Lang Lang, now 40, is a classical music celebrity, but he is essentially the same pianist he was when he arrived at the Curtis Institute of Music from China as a teenager.

But the lure of a big name works magic. In a tough year, the keyboard star helped to bring 2,300 listeners to opening night. The gala grossed $923,000 and will benefit the orchestra and Kimmel Center.

Despite astonishing technique, Lang Lang’s free-wheeling interpretive ideas seem random.

Rhyme and reason in Saint-Saëns’ Piano Concerto No. 2 in G Minor was hard to discern, though he was clearly intent on prodding the first movement from its Bach-inspired moorings to something more of the Romantic era. It wasn’t merely flexible in tempo, but extravagantly free. Music director Yannick Nézet-Séguin and the orchestra followed with total buy-in.

Lang Lang was appropriately ebullient in the second movement and dangerously fun in the daring third. But if he had made the first movement any more grandly tragic, a candelabra might have materialized upon the piano.

His Mary Poppins encore? Well, yes, the pianist has been signed by Disney. So is anyone surprised?

Oddly, it was the encore that was Lang Lang’s more convincing artistic statement: “Feed the Birds” from his new album of Disney tunes. This arrangement by pianist Stephen Hough starts out simply but veers far from its source in harmonically imaginative ways. It’s easy to be cynical about what seems like just another Disney product. This arrangement, however, provides a good entry point and then becomes something more challenging to the ear.

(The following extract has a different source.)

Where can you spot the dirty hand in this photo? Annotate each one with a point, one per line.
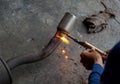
(90, 57)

In a bit of image shaping, the orchestra presented a video during the concert in which Nézet-Séguin spoke about the ensemble’s place in a world struggling for social justice and referred to the orchestra as a “transformed institution.” While other orchestras (Cleveland, Pittsburgh) were touring Europe this summer with traditional repertoires like Bruckner, Strauss, Beethoven, and Tchaikovsky, the Philadelphia Orchestra was introducing Europeans to Florence Price, the Black female composer whose works are prominent throughout the coming season.

The performance of Dvorak’s Symphony No. 8 seemed like an interpretation still searching for a stronger point of view.

Valerie Coleman, another composer being championed by the orchestra these days, came away from reviews on the orchestra’s European tour bristling at how some critics heard Aaron Copland’s hand in her music.

“I gotta say it: It’s an easy way out for critics to compare new works to what they know in Western Classical, especially when it comes to critiquing the works of Black composers,” she wrote in a Facebook post.

“Perhaps consider instead of saying that a Black composer’s work sounds like Copland, try to see the presence of the Black church, gospel music and spirituals where major triads and minor thirds flow from both faith and trial.”

It was Coleman’s Umoja: Anthem for Unity, which the orchestra performed Wednesday night, and whatever your cultural touchstones may be, it was impossible to hear the composer’s score as anything but a bubbling spring of hope.

The music would have made a strong enough statement on its own, but on this night the orchestra transformed it into a ballet score. American dancer Tiler Peck set Coleman’s work on 10 dancers from BalletX, who, in pairs, solos, and small groups, met Coleman’s jazz-tinted score with an essentially classical visual vocabulary, but often in quite emotional terms. Freedom emerged from tension. And here, in both the music and choreography, individualism and unity not only coexisted but soared.